I have a deal with my bank should I file an Answer in my NJ Foreclosure?

I have a deal with my bank should I file an Answer in my NJ Foreclosure?

 

My name is Veer Patel. I’m an attorney and partner at Patel, Soltis, and Cardenas attorneys at law in the State of New Jersey. I practice foreclosure law.

Today I’m answering a question: “I’ve worked out the deal with a lender do I still have to file an answer in my New Jersey foreclosure action?”

I can’t tell you how many times clients think they’ve worked out a deal with their lender. They get a promise from someone on the phone saying, “Yeah you’re modified. Don’t worry about it. Just make your payment.”

Or, they think they heard something. Or, they didn’t hear correctly. Or, they think that their foreclosure in litigation is on hold because the bank said it would be. So, they let the litigation go until it is too late.

The foreclosure is actually completed while they are still trying to work something out with their bank. The goal should not to waive any of your rights unless you absolutely have to. So, if you’ve gone past certain timelines and you think you cannot file an answer. I would say you should still file an answer to protect your rights in case something falls through with the bank.

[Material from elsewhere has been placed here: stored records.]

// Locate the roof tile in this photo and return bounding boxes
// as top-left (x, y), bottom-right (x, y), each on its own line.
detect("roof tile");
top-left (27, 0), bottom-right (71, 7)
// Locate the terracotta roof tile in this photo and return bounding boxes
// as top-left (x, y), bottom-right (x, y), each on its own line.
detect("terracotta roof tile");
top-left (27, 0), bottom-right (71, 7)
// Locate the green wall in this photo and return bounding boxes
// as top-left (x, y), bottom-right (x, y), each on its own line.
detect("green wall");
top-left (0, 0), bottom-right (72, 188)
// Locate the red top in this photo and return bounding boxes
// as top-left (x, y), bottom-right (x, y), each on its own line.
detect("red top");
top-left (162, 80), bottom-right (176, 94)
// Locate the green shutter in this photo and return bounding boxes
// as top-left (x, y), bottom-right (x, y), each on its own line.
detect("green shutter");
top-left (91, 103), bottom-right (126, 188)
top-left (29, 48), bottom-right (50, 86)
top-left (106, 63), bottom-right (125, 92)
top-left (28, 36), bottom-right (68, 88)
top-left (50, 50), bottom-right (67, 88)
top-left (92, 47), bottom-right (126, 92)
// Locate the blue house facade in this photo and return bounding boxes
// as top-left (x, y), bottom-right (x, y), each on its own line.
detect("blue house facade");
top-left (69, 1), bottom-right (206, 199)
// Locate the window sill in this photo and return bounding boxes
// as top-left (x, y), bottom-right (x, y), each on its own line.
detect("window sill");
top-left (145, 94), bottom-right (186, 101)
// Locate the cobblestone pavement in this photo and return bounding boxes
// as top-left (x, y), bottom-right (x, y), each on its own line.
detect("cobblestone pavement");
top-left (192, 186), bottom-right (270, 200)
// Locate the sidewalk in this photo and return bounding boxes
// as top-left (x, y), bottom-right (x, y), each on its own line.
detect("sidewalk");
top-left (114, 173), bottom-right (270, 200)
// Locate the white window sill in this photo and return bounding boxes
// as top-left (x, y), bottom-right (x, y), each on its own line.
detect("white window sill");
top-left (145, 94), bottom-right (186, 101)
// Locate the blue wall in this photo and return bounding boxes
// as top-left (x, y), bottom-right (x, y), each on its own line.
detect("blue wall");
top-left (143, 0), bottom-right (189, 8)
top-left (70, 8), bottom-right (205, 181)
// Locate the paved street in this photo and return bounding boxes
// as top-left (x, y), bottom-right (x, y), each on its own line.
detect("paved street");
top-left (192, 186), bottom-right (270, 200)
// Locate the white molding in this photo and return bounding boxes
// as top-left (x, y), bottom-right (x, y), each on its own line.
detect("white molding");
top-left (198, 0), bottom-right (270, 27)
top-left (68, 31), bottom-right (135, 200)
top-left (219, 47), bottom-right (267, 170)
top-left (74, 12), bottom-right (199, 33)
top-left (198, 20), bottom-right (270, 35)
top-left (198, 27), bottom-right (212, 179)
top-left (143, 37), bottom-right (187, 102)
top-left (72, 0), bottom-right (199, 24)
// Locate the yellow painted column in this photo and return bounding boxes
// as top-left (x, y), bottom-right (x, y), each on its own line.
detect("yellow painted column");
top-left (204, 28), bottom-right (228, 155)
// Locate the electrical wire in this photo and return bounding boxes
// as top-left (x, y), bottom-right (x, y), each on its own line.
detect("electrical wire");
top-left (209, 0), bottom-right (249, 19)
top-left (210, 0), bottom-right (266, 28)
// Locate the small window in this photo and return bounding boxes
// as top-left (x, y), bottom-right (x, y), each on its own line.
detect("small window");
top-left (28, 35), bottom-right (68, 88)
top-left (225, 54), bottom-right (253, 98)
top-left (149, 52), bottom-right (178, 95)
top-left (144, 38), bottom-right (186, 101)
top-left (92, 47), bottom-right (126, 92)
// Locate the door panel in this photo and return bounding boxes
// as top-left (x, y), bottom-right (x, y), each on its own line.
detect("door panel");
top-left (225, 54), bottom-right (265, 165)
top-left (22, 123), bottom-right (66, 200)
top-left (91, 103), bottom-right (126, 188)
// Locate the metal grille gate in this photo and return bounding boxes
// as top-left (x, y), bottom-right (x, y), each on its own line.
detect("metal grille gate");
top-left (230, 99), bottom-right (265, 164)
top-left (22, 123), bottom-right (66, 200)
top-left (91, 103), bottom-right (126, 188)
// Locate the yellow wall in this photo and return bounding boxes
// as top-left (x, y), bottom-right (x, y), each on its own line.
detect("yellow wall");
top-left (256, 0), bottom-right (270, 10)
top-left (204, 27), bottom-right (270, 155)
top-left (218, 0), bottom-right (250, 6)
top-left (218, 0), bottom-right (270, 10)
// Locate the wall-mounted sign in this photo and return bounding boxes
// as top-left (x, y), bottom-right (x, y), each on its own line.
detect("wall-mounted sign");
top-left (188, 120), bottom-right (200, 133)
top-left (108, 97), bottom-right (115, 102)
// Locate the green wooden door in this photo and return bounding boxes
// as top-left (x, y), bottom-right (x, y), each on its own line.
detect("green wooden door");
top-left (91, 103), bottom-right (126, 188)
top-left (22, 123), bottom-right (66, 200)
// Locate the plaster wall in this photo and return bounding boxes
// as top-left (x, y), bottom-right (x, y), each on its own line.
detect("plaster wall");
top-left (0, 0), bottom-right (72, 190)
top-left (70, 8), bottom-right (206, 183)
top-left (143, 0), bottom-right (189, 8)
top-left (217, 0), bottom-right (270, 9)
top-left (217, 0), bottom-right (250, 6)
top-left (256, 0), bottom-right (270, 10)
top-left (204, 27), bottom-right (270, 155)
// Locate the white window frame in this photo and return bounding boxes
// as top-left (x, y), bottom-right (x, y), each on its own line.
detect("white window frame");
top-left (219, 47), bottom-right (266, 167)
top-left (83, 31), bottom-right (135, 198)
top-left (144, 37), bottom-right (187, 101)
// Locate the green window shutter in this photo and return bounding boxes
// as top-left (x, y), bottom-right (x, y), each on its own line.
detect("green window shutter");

That’s my recommendation. File an answer. Protect your rights.

A lot of times a client will get a modification. When the clients come in they will say, “I received a loan modification, but I also have a summons and complaint here. Should I file an answer?”

I look at the modification and the conditions that go with it. I take a look at whether or not the trial payment has been set up. Or if their payment plan is feasible and is actually better than what they currently have.

Typically a bank sends something in writing which indicates that you have 3 to 6 months months where you have to pay on time or you have to pay a set amount and once you’ve made these payments you’ll get a permanent modification.

You will you’ll sign and return the documents to the bank. If you have not got anything in writing from your bank, then odds are you do not have a loan modification. Then the modification is recorded and voila you have new terms on your mortgage.

The foreclosure is dismissed and you’re okay. So if a client comes in and they’re in the middle of a plan but they do not know the terms of the modification. I have to dig into why they think they have a modification. Until the trial payments are over and the client accepted those terms, there is no guarantee the foreclosure litigation will stop.

Once the loan modification comes in and they choose maybe to not accept the terms. (We had a case one time where the interest rate went up 4% above what our client was paying and would have paid an extra $200,000 in interest over the course of the loan, so we had to give the opinion that it was a bad loan modification.) So, if they didn’t file an answer, they would have waived certain rights. This would allow the bank to speed up of the timeline of foreclosure against them.

In that circumstance you know it would have been it’s better to file an answer in the foreclosure. Sometimes people are still going through a hard time when they’re working through their loan modification. Whether they’re in between jobs or whether someone is sick or they’re still sick but things are looking better. There are a lot of circumstances why people get a trial payment plan, then they make one or two payments and they can’t make the third. Or, you know they make three and then miss the fourth before the permanent modification is recorded.

So you know in that circumstance, if you didn’t file an answer, you’ve allowed the speed-up of the timeline against you. And, it really harms you if you’re if you just need another month or two in the long run to really work things out to get back up on your feet.

That’s the answers the question. I do think that you should still really concentrated on your court case to make sure you do not give up your rights, and have a back up plan.